Hari menjelang malam. Bintang- bintang mulai nampak, burung- burung bheterbangan meninggalkan senja. Aku sangat terburu- buru untuk segera kembali ke- kosan. Biasanya kau gelisah saat pulang di waktu petang. Tapi…. Anak itu sungguh menghalau langkahku. Tak tega diriku meninggalkannya seorang diri. Mataku melirik kepenjuru arah sekitarku. Tak ada seorang pun yang menampakkan batang hidungya, guna menjelaskan mengapa gerangan anak kecil ini bisa menangis sememilukan ini. Aku sungguh tak tega meninggalkannya, “sebelum ada orang yang bertanggung jawab atas nasib anak ini, aku tak akan pergi meninggalkannya!”. Ucapku dalam hati.

Kantong ditanganku mulai kulirik, sepertinya tadi ada beberapa bungkus nasi pemberian kak Salma dikantin kampus sebelum aku ke toko depan kampus guna membeli sapu. Ku raih sebungkus nasi goreng dan kuberikan pada anak kecil itu. Dia tetap saja menangis, tak menggubris makanan pemberianku, seakan- akan makanan tak berarti lagi untukkya, ia tengah larut dalam tangis pilunya. Anak yang sangat malang, hatiku makin perih melihatnya. Tiba- tiba dari arah kananku, muncul seorang anak perempuan beserta wanita separuh baya dengan sarung yang dililit diatas kepalanya. Wanita paruh baya itu mulai menghampiri anak kecil yang berada tepat didepanku. Dan ia pun menceritakan kronologis singkat , mengapa anak laki- laki malang ini menangis disini, katanya… dia menangis karena ulah teman bermainnya tadi sore. Biasa tingkah laku anak kecil, suka bertengkar dan sebentar pasti baikan lagi.
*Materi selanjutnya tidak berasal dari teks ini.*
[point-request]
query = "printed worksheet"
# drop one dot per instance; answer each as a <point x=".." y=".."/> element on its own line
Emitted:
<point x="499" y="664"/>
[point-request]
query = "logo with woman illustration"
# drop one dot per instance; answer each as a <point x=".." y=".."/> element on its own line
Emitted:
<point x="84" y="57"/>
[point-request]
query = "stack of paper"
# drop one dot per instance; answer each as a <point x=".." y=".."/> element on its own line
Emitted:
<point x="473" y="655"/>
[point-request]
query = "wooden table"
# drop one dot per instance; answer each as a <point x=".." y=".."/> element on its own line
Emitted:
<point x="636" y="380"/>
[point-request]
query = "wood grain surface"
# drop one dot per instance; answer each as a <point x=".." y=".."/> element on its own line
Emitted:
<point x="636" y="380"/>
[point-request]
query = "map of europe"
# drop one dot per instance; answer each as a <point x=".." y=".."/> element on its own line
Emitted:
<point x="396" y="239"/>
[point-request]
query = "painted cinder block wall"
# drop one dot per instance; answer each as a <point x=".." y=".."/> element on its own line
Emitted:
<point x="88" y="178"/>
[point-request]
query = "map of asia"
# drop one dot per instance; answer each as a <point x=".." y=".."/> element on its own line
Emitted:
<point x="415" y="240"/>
Namun bagiku anak kecil ini tetaplah seorang anak yang butuh perhatian dan kasih sayang, bukan malah ditinggalkan begitu saja, seorang diri dalam kondisi seperti ini.

Aku pun telah mengira sebelumnya, anak ini pastinya anak jalanan, dengan bajunya yang lusuh serta kondisi badannya yang sangat kotor seakan- akan sudah beberapa hari tidak mandi, tanpa alas kaki pula. Oh…. Sungguh memprihatinkan.

Aku mulai bertanya- tanya dalam hati, siapa gerangan ibu dari anak malang ini? Mengapa ia tega membiarkan anaknya keluyuran hingga petang. Akankah tugas seorang ibu hanya melahirkan saja, membesarkan, mendidik biarlah alam yang melakukannya? Sedari dulu aku ingin mempertanyakan ini. Batinku memang tak tenang melihat anak- anak keluyuran di jalan, hidup mereka terbiasa di jalan, mengemis, meminta belas kasih pada siapa saja yang dihampirinya. Pernah, beberapakali ada- ada saja anak kecil yang merengek padaku, meminta uang untuk makan. Kadang kuberi kadang juga tidak samasekali, tergantung sikonnya. Tak bisa kuhitung lagi sudah berapa banyak kutemui anak bernasib sama dengan anak yang kutemui hari ini.

Aku pun mulai kembali melanjutkan perjalananku menuju ke kos’an, sembari tersenyum kepada ibu paruh baya itu. Kelihatanya ia akan berusaha membujuk anak kecil itu dan mengajaknya untuk kembali ke rumahnya. Aku mulai berpikir. Apakah anak itu adalah anaknya? Ah…entahlah… tentunya seorang ibu tak akan tega membiarkan anaknya menangis sepiluh itu, di tepi jalan pula. Di waktu petang pula. Sungguh terlalu, bila ada seorang ibu yang membiarkan anaknya dalam kondisi seperti anak yang kutemui hari ini. Sungguh memilukan!!